Pillar one OECD digital tax proposals 'not relevant' for insurance sector: Insurance Europe
The insurance industry has no need for the supplementary regulations proposed by the Organisation for Economic Co-operation and Development's (OECD) for the so-called “pillar one” of its programme of work to develop a consensus solution to the taxation challenges arising from the digitalisation of the economy, according to a position paper published today by Insurance Europe, the European insurance and reinsurance federation.
Pillar one deals with the allocation of taxing rights and will review profit allocation and nexus rules. A second pillar will focus on a global anti-base erosion (GloBE) proposal, which aims to ensure that multinationals pay a minimum amount of tax independent of how they organise their business geographically.
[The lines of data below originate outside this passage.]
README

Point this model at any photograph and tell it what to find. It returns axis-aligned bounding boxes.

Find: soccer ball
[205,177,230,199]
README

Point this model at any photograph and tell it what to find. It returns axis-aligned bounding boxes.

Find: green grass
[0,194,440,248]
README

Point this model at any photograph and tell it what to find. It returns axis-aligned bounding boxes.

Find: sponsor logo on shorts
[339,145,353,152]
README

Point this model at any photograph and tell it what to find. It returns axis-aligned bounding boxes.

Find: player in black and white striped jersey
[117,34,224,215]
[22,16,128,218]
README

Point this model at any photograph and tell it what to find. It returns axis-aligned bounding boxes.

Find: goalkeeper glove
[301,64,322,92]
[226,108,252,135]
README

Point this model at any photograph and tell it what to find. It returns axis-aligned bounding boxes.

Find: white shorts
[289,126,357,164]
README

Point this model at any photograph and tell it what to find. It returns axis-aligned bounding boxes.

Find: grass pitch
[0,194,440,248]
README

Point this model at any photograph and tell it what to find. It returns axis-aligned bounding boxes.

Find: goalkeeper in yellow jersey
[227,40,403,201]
As part of its pillar one work, the OECD aims to define the scope of its proposals, including whether some sectors of the economy should be carved out. In this context, the OECD mentions financial services specifically.
In its response, Insurance Europe explained why the insurance business model means that pillar one proposals are not relevant for the sector and why insurers must be excluded from its scope. It added that the insurance industry will continue to assess the possible implications of pillar two proposals and will respond during the OECD consultation process.
“Insurers are subject to extensive supervisory regulations including the need for specific types of capital in each regulated entity outside the EU,” stated the paper. “Moreover, residual profits (and losses) are returned to the key entrepreneurial risk-taking (KERT) function, which is with the capital-providing insurance entity, usually located in the jurisdiction of the customer.
“Therefore, by design, the taxing rights in the insurance sector are already largely fine-tuned with the jurisdiction of the consumer, so there is no need for the supplementary regulations of Pillar 1.”